Saturday, June 29, 2013

Once Upon a Time...

It was Halloween night, 1994, when my parents received the diagnosis that I had Type I Diabetes.  At three years old, I had no idea of what was happening, or how my life would change.  I remember standing in the hospital shower looking at my thighs covered in Barbie Band-Aids, asking my dad why they continued to give me shots.  I remember sitting in the backseat of my mom’s old car asking for a sip of Mt. Dew because I was thirsty, and my parents telling me no.

Elementary school was a time for discovering that I was much different than my classmates.  At lunchtime, no one's mother came to see their child, yet mine arrived like clockwork every single day.  The worst part about her visit was when my good friend Luke Jones, a chubby, freckled face boy who I always played basketball with at recess started to make a game out of guessing my blood sugars.  He would yell out a number beforehand and after my mother would check, she’d tell everyone what it was.  To my friends it was a game, but for me, it made me feel like crawling in a hole and never coming out.  Why couldn’t I eat my lunch in peace?  Why couldn’t I be like everyone else?  Wishing to be “normal” was an everyday occurrence.

In sixth grade I got an insulin pump.  Finally, I could be more like everyone else!  With the insulin pump I could have the normal lifestyle I so desperately desired.  As thrilled as I was about this, I never predicted that the pump would be so annoying.  Unfortunately, I now wore a sticker on my forehead telling everyone I was a diabetic.  Everyone and their brother could see my pump clipped to me, and apparently this meant everyone was now entitled to ask me questions, even personal ones. 

A couple of years ago in a college class, after giving a presentation on appropriate nutrition for preschoolers, I asked if there were any questions, secretly hoping no one would raise their hand.  Of course, like usual, a couple of hands went up.

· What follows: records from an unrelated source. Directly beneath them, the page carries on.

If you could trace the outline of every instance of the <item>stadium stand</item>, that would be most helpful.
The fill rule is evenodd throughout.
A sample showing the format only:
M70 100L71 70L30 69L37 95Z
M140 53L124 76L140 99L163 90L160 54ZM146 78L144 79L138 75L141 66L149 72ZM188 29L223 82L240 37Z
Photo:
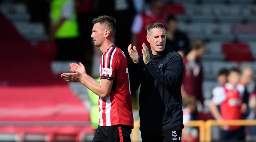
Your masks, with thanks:
M0 56L0 141L80 140L82 135L93 133L82 101L9 20L0 14L5 33L0 34L0 47L4 47ZM38 30L33 32L41 33Z
M176 15L179 29L191 40L206 42L202 63L204 111L208 112L211 90L217 85L220 69L249 66L256 72L255 1L165 1L173 3L166 5L163 12ZM46 29L41 23L30 22L24 4L5 1L0 10L0 28L5 33L0 34L0 47L5 47L0 56L4 67L0 74L0 111L6 112L0 115L0 141L91 139L91 136L84 136L93 132L87 125L90 106L87 89L79 83L63 81L59 75L69 72L68 64L76 61L52 61L55 45L46 41ZM98 75L100 57L93 60L94 76ZM248 90L254 87L254 84L250 85ZM39 122L42 125L33 125ZM30 126L19 125L22 123Z

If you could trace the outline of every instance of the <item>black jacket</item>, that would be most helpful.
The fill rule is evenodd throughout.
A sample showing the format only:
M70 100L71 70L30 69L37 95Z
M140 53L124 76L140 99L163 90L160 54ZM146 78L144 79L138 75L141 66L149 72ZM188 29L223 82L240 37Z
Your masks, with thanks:
M181 56L169 46L156 55L149 51L151 61L146 65L143 55L131 70L131 85L140 92L140 129L162 133L183 126L180 88L183 76Z

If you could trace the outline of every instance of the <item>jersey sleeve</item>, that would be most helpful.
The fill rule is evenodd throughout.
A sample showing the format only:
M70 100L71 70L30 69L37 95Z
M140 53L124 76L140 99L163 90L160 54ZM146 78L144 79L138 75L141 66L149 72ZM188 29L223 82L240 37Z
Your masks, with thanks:
M115 48L111 49L105 53L102 58L100 79L114 80L118 66L118 58L115 54Z
M217 105L220 105L226 99L225 90L223 87L218 87L212 90L212 100Z

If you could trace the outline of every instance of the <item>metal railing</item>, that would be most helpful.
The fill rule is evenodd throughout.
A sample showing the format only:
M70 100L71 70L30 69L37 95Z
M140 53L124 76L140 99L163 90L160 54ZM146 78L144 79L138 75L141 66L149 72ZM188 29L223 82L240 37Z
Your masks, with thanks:
M211 128L213 126L256 126L256 120L236 120L218 121L209 120L205 123L206 130L205 141L210 142L211 140Z

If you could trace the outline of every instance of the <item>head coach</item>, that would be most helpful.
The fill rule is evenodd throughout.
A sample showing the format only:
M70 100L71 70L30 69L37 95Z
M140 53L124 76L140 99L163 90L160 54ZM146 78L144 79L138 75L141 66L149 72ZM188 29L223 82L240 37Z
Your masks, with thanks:
M146 38L146 37L145 37ZM138 57L135 46L128 51L134 64L131 87L140 92L140 129L142 141L180 141L184 127L180 88L183 61L178 52L165 46L166 31L155 23L147 29L151 48L142 44ZM129 71L130 72L130 71Z

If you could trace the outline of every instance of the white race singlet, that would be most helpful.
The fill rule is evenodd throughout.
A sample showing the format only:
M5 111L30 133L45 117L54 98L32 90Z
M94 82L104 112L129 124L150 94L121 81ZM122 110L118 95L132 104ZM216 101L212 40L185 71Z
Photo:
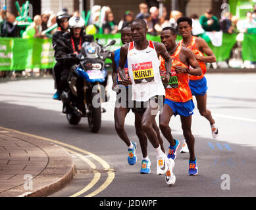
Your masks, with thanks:
M132 81L132 100L145 102L156 95L165 96L160 75L160 62L152 41L149 41L149 45L142 51L137 50L134 42L130 42L127 61Z

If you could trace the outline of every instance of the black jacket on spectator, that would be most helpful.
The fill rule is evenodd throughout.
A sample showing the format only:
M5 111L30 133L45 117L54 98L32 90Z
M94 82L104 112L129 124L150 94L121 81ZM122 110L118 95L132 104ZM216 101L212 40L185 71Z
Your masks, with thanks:
M57 50L55 47L57 47L57 41L61 37L61 36L65 33L64 32L62 31L61 30L61 28L58 28L58 30L53 33L53 38L52 38L52 43L53 43L53 48L54 49L55 51L55 54L56 54Z
M18 26L11 22L4 21L1 26L1 36L16 37L18 35Z
M61 35L59 37L59 40L61 41L63 41L67 47L62 45L61 43L57 41L56 46L55 47L56 58L64 58L66 57L68 54L72 54L74 52L71 41L71 35L69 32L65 32L63 35ZM75 46L75 51L79 52L78 46L80 43L80 39L76 39L73 37L73 40ZM82 36L81 45L85 41L91 42L93 41L93 36L92 35L86 35L84 33Z

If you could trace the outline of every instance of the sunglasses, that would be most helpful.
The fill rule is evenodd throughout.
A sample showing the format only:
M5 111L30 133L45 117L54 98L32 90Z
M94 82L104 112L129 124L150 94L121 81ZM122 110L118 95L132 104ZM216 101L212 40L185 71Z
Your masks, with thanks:
M68 20L61 20L61 22L68 22Z

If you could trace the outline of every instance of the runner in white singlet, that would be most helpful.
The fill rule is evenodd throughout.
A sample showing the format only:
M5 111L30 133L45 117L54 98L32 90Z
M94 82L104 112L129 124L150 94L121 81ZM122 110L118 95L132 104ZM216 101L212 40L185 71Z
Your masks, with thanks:
M165 60L167 74L163 77L163 82L168 83L170 79L172 59L163 44L147 40L147 24L141 19L136 19L132 24L131 31L134 42L121 47L118 71L124 84L132 85L132 100L138 105L143 106L145 110L142 116L141 128L148 137L157 153L157 173L165 174L169 169L172 173L174 162L169 160L161 148L157 136L153 128L159 106L163 106L165 96L165 88L160 76L159 56ZM124 65L128 60L130 78L126 78ZM162 100L161 100L162 99ZM137 105L137 104L136 104Z

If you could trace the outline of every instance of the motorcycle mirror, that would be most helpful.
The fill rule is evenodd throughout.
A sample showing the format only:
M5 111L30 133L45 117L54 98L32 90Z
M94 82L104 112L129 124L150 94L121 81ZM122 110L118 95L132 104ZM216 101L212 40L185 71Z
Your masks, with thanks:
M113 39L113 40L111 40L111 42L107 43L107 45L105 46L105 47L107 47L110 46L110 45L114 45L115 43L116 43L116 41L115 39Z

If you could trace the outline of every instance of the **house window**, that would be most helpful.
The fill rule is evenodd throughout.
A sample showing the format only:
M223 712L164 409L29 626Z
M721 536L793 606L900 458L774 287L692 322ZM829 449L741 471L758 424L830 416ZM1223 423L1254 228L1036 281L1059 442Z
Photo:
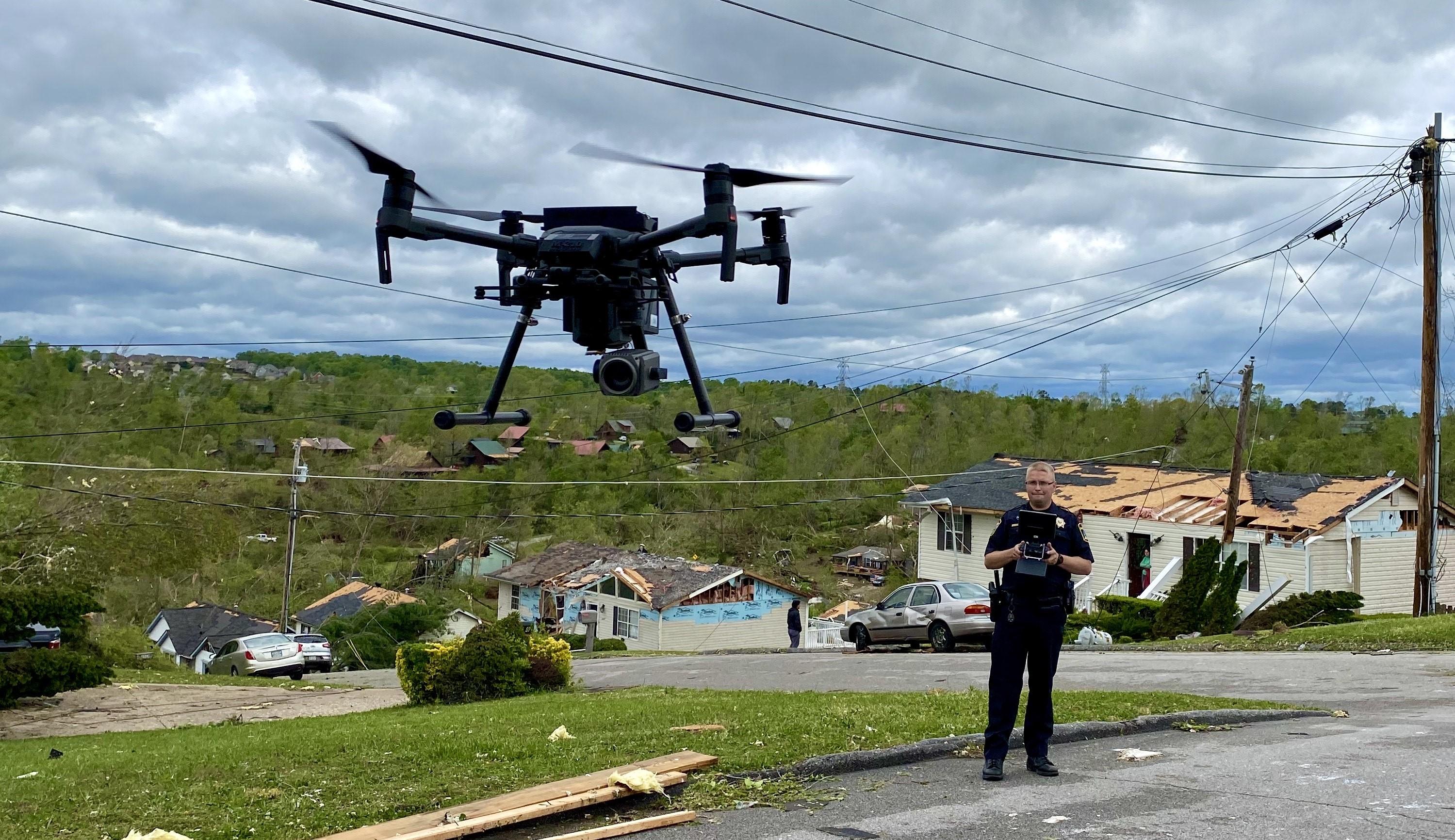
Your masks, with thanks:
M963 513L938 513L940 520L938 535L936 538L936 548L940 551L959 551L960 554L970 554L970 523L969 517Z
M624 606L611 607L611 635L634 639L640 634L642 613Z

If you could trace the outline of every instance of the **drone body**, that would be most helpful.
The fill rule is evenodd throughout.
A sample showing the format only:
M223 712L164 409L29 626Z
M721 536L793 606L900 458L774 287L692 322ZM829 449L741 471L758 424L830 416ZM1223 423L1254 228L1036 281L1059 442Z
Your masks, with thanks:
M732 410L713 411L707 397L707 387L703 384L687 339L688 317L678 311L672 294L677 270L717 264L719 278L732 282L736 263L773 264L778 267L778 304L787 304L792 257L783 219L803 208L749 211L751 218L762 222L762 246L738 249L733 187L847 180L773 174L720 163L706 167L665 164L579 144L572 151L589 157L703 173L703 214L659 228L656 218L634 206L546 208L538 215L518 211L416 206L416 193L434 196L415 183L412 170L368 148L336 125L316 125L352 145L364 157L370 171L387 176L374 228L381 283L393 282L390 238L460 241L496 251L498 282L493 286L476 286L476 299L495 299L502 307L519 307L515 328L485 405L477 414L438 413L435 426L441 429L451 429L455 424L530 423L528 411L501 411L499 404L525 330L535 324L531 315L546 301L560 301L563 328L572 334L575 343L586 349L588 355L601 356L592 378L601 392L610 397L639 395L666 379L661 356L647 349L646 343L647 336L659 333L661 308L665 308L697 400L697 413L682 411L674 420L674 426L682 433L710 426L736 427L742 420L741 416ZM416 209L499 221L499 233L419 218L415 215ZM522 222L540 224L544 228L543 235L525 234ZM662 250L662 246L678 240L711 235L722 237L720 250L688 254ZM515 273L515 269L525 270Z

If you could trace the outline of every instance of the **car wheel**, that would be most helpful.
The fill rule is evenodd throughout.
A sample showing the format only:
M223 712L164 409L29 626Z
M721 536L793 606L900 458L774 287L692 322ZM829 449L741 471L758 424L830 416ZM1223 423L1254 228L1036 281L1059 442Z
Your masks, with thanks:
M937 654L954 653L954 634L950 632L950 625L943 621L930 625L930 647Z

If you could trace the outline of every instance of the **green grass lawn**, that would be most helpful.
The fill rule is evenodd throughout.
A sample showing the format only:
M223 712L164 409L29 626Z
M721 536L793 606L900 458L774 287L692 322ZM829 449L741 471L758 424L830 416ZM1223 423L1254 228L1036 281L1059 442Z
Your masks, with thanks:
M199 674L188 669L113 669L113 683L167 683L176 686L268 686L272 689L348 689L354 686L329 686L313 680L290 680L288 677L233 677L228 674Z
M1424 618L1378 618L1328 626L1307 626L1286 634L1264 632L1257 637L1202 637L1196 639L1149 642L1138 647L1157 650L1212 650L1222 645L1237 651L1289 651L1298 645L1324 645L1330 651L1439 651L1455 650L1455 615Z
M1283 708L1176 693L1058 692L1056 719ZM725 732L669 732L723 724ZM565 725L575 740L550 743ZM297 840L682 748L720 770L978 732L985 695L631 689L332 718L0 741L7 839ZM51 748L64 757L47 759ZM38 776L16 779L32 770ZM966 770L968 772L968 770ZM13 831L13 833L12 833Z

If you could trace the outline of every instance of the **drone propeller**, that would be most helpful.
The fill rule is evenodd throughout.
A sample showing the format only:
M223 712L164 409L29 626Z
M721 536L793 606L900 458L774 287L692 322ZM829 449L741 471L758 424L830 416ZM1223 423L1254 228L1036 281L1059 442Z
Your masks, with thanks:
M649 157L640 157L636 154L629 154L624 151L617 151L614 148L604 148L591 142L578 142L570 147L572 154L579 154L582 157L595 157L598 160L611 160L617 163L630 163L634 166L655 166L658 169L677 169L681 171L707 171L700 166L685 166L681 163L668 163L665 160L652 160ZM738 187L761 186L765 183L829 183L840 185L848 180L847 177L834 176L815 176L815 174L781 174L774 171L762 171L761 169L729 169L729 177L732 185Z
M501 211L501 212L495 212L495 211L457 211L457 209L450 209L450 208L442 208L442 206L423 206L423 205L415 205L415 209L426 209L426 211L434 211L434 212L438 212L438 214L451 214L451 215L457 215L457 217L470 217L473 219L480 219L483 222L498 222L501 219L519 219L522 222L543 224L546 221L546 217L541 215L541 214L522 214L521 211Z
M789 218L793 218L793 217L799 215L800 212L803 212L806 209L809 209L809 208L806 208L806 206L790 206L789 209L783 209L783 208L770 206L770 208L762 208L761 211L738 211L738 212L746 215L752 221L758 221L761 218L768 218L768 217L789 217Z
M391 179L407 180L407 182L413 183L415 189L419 190L420 193L423 193L423 195L426 195L426 196L429 196L429 198L432 198L435 201L439 201L439 196L434 195L428 189L425 189L425 187L419 186L418 183L415 183L415 171L413 170L404 169L399 163L396 163L396 161L384 157L383 154L374 151L372 148L364 145L362 142L358 141L358 138L355 138L352 134L349 134L348 131L345 131L342 125L339 125L336 122L324 122L322 119L314 119L314 121L310 121L310 122L313 122L313 125L316 128L319 128L320 131L326 131L327 134L332 134L335 137L335 140L338 140L339 142L346 142L346 144L352 145L354 151L359 153L359 157L364 158L364 163L368 166L368 170L371 173L374 173L374 174L383 174L383 176L387 176L387 177L391 177Z

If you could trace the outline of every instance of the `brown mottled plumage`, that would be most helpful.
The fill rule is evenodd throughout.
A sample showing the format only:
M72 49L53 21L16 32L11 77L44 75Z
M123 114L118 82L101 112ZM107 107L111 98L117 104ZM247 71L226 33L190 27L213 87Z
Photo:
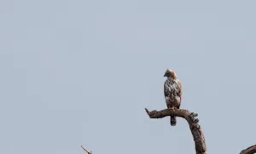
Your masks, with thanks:
M182 100L182 85L174 71L167 69L164 77L166 81L164 84L165 98L167 108L179 109ZM171 125L175 126L177 123L176 117L171 117Z

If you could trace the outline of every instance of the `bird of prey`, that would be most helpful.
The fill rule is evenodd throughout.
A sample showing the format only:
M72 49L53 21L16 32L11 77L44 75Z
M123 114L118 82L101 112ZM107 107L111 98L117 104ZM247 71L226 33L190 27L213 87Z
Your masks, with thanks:
M166 81L164 84L165 98L167 108L179 109L182 96L182 85L174 71L167 69L164 77ZM171 117L171 125L175 126L177 123L176 117Z

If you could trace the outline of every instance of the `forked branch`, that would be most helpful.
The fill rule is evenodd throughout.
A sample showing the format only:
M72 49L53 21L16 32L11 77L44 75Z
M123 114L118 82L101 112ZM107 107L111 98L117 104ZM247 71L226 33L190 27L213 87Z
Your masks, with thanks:
M167 116L177 116L186 119L189 124L189 128L194 138L196 154L207 154L205 137L198 124L199 120L195 118L195 117L197 117L196 113L189 112L183 109L165 109L162 111L154 110L152 111L149 111L147 108L145 110L150 118L162 118Z

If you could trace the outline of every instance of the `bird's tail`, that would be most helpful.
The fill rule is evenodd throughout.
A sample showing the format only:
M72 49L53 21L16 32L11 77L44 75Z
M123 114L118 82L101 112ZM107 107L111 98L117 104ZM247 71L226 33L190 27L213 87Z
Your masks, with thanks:
M176 117L171 116L171 125L175 126L177 123Z

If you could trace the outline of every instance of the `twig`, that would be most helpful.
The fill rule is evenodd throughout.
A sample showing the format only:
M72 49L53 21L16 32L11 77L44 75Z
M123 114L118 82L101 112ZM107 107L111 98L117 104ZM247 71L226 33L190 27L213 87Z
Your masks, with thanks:
M177 116L186 119L189 124L189 128L194 138L196 154L207 154L205 137L202 129L198 124L199 120L195 118L195 117L197 117L196 113L189 112L189 111L183 109L165 109L162 111L154 110L152 111L149 111L147 108L145 110L150 118L162 118L167 116Z
M91 151L87 151L83 145L81 145L81 148L85 151L88 154L92 154Z

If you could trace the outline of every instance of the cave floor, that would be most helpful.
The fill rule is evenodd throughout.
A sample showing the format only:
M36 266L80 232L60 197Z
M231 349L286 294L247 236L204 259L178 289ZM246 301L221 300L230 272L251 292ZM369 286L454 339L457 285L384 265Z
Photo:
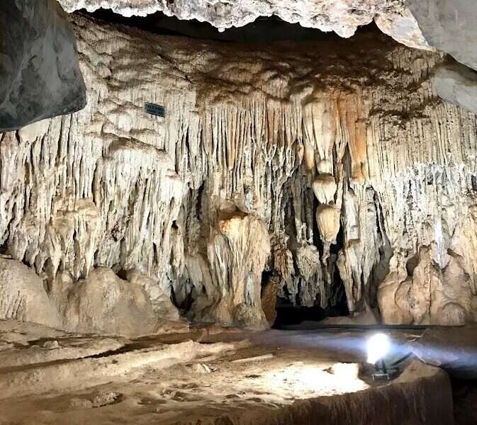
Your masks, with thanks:
M393 383L375 382L359 367L362 333L183 331L131 341L0 321L0 424L285 424L316 416L316 406L303 401L319 400L325 412L323 400L337 408L341 395L391 397ZM415 336L393 335L403 344ZM401 386L447 379L435 368L406 364ZM425 390L417 393L427 400ZM362 404L343 402L338 407Z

A short blonde-headed girl named Ashley asked, “Do you wear that thing in the shower?” 

At first I did not know what to say.  I was so shocked that she asked me such a personal question, that I hesitated.  “Um, actually I unhook it, even though it is waterproof.  I mean, it would kind of get in the way,” I said.

Another hand shot up, this time it was Sandra’s, an overly curious and nosy elderly lady. “How do you sleep at night with that hooked into you?” she asked. 

Good grief.  Now I wished I could chuck my pump in the ocean, just to prevent people from talking to me about it.  Instead, I responded by saying, “I’ve actually gotten used to it over the years, but I do sometimes wake up if it’s wrapped around me and pulling on my infusion set.  Generally when it starts hurting, I wake up.”

I quickly redirected the class by asking if there were any more questions pertaining to my presentation, and thankfully, they shut up.  I gathered my things and bolted for my seat, where I sat shaking, trying not to make eye contact with anyone.

As much as I hate to admit, diabetes definitely rules my life.  It continues to put a strain on my social life as well as my relationship with my boyfriend, Joe.  There are many times when a low blood sugar interrupts the good times, and when a high blood sugar makes me physically sick.  Diabetes is not as simple as calculating carbs, taking insulin and checking my blood sugar.  It is forced on my mind at all times, and it is the co-pilot in my life journey that I am never, ever, able to ignore.